Where Wonder Begins

Laying alone under the stars in a field of grass, it’s easy to be in the moment. To wonder over the beauty of it all. The smell of the air, and the taste of it. The sound of distant animals and human activity. The feel of the grass poking up through your socks.

If you understand the culture in which you live, you can also appreciate how amazing it is that you can lay outside, unprotected, without fear of being mauled by a mountain lion or attacked by a fellow human. The massive effort it took from generation to generation to clear that space for you, and to make it safe for stargazing, is worthy of awe, just like the sky. Effort invested throughout human history, from tools to agriculture to civilization to laws to advanced technologies, led to that one moment, in that field, under those stars.
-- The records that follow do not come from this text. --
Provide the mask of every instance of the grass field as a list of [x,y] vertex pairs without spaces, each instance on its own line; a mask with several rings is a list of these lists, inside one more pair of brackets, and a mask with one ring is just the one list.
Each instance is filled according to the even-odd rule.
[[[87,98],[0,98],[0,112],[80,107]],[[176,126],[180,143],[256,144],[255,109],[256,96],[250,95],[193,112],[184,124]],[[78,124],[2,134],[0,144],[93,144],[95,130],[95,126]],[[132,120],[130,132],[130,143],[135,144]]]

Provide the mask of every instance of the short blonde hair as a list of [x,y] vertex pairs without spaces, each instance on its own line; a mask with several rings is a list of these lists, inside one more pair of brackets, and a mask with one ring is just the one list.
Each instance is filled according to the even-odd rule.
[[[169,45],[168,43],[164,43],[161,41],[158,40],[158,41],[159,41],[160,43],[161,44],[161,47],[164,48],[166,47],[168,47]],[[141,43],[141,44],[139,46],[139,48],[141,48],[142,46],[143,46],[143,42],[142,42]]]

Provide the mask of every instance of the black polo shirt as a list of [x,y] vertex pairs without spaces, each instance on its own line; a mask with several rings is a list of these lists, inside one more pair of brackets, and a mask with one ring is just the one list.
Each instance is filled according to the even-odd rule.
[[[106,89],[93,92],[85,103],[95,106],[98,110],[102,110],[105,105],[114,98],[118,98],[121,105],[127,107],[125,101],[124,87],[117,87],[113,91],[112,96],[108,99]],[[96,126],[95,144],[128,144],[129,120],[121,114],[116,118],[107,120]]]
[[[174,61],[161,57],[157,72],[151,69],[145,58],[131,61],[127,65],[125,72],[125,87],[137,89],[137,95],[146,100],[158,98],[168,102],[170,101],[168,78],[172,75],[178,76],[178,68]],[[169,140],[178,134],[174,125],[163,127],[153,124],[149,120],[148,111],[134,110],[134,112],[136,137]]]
Step back further and the moment becomes even more impressive. If you understand the biological hopscotch that had to occur to develop organic cells, genetic building blocks, multi-celled organisms, life as we know it, and the long, plodding process that led to us, and the grass, and the mountain lions you don’t have to be afraid of, your moment intensifies in richness that much more.

If you understand geology and astronomy and all the other sciences and studies that help us understand the massive but infinitely complex world we live in and marvel over, each star becomes just one point in an amazing, utterly complex masterpiece. A moment in time becomes a work of art. Not because it’s all so mysterious, but because you’ve looked closer and learned to appreciate the brush strokes.

Knowledge is not where wonder ceases to exist. It’s where real wonder begins.

Update: February 26, 2017

I find the more I learn about more things, the more interesting and awe-inspiring the world becomes. I stare at bugs a lot more now than I used to, not just because I know more about bugs, but because I understand why, if they’re small enough, they can’t break the tension of the surface of a rain drop, and how their brains can be so small and yet result in such complex instinctual behavior.